Females of reproductive potential

Females of reproductive potential should be advised to use effective contraception during treatment with cemiplimab and for at least 4 months after the last dose of the drug.

Children

The safety and effectiveness of cemiplimab have not been established in children.

Older people

In clinical studies, of the 163 patients with metastatic and locally advanced cutaneous SCC who received cemiplimab, 72% were 65 years or older and 37% were 75 years or older. No overall differences in safety or effectiveness were observed between these and younger patients.

Approved datasheets are the official source of information for medicines, including approved uses, doses, and safety information. Check the individual datasheet in your country for information about medicines.

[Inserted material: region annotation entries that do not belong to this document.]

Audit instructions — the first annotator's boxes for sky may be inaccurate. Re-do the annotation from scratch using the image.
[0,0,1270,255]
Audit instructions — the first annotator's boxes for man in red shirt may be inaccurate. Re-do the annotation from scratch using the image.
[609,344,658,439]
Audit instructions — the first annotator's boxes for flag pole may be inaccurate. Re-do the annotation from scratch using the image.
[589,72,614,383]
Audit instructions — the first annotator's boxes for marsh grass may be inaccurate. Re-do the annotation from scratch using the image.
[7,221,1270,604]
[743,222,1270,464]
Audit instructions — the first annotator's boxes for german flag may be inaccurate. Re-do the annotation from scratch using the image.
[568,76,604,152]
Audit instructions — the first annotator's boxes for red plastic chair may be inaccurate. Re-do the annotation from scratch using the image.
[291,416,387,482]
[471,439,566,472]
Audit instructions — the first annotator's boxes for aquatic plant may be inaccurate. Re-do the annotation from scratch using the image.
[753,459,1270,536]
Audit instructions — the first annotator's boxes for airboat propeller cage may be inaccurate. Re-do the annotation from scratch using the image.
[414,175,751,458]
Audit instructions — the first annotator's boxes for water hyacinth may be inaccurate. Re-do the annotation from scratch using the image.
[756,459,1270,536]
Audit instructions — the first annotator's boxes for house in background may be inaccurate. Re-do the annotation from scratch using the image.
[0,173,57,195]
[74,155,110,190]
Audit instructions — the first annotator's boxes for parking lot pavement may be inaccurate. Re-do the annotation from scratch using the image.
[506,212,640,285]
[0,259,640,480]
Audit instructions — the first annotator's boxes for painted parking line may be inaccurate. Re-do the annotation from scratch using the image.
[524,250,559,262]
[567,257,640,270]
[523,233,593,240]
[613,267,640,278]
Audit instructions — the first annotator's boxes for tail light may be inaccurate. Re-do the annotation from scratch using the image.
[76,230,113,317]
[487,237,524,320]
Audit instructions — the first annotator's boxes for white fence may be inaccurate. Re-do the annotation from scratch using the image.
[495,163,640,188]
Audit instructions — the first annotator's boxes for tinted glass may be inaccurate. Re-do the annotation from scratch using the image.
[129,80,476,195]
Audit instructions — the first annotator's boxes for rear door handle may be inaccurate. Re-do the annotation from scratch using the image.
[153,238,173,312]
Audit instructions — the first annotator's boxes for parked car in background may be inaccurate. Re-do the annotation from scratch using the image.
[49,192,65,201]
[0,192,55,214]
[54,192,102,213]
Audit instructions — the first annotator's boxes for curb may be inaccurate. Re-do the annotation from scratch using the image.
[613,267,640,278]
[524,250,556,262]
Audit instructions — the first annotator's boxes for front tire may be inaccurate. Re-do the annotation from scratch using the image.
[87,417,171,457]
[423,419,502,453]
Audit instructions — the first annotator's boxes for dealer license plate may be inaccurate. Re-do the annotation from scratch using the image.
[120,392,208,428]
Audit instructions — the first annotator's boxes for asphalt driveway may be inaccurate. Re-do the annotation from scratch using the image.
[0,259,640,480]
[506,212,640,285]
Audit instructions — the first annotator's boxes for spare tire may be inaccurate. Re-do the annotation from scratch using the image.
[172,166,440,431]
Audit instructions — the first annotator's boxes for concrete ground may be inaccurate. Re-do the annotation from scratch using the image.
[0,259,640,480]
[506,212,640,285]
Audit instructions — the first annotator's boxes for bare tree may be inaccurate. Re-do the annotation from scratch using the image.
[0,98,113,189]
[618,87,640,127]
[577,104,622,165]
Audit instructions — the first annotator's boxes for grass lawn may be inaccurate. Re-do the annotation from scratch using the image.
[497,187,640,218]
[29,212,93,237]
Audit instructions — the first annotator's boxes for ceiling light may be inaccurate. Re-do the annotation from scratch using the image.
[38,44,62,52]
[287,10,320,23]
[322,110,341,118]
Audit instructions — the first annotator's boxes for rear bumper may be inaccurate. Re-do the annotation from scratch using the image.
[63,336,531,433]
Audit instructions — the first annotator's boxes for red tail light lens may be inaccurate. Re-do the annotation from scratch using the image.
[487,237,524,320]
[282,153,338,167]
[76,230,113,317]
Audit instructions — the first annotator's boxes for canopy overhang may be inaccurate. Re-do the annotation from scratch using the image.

We suggest you refer to your national drug approval agency such as the Australian Therapeutic Goods Administration (TGA), US Food and Drug Administration (FDA), UK Medicines and Healthcare products regulatory agency (MHRA) / emc, and NZ Medsafe, or a national or state-approved formulary eg, the New Zealand Formulary (NZF) and New Zealand Formulary for Children (NZFC) and the British National Formulary (BNF) and British National Formulary for Children (BNFC).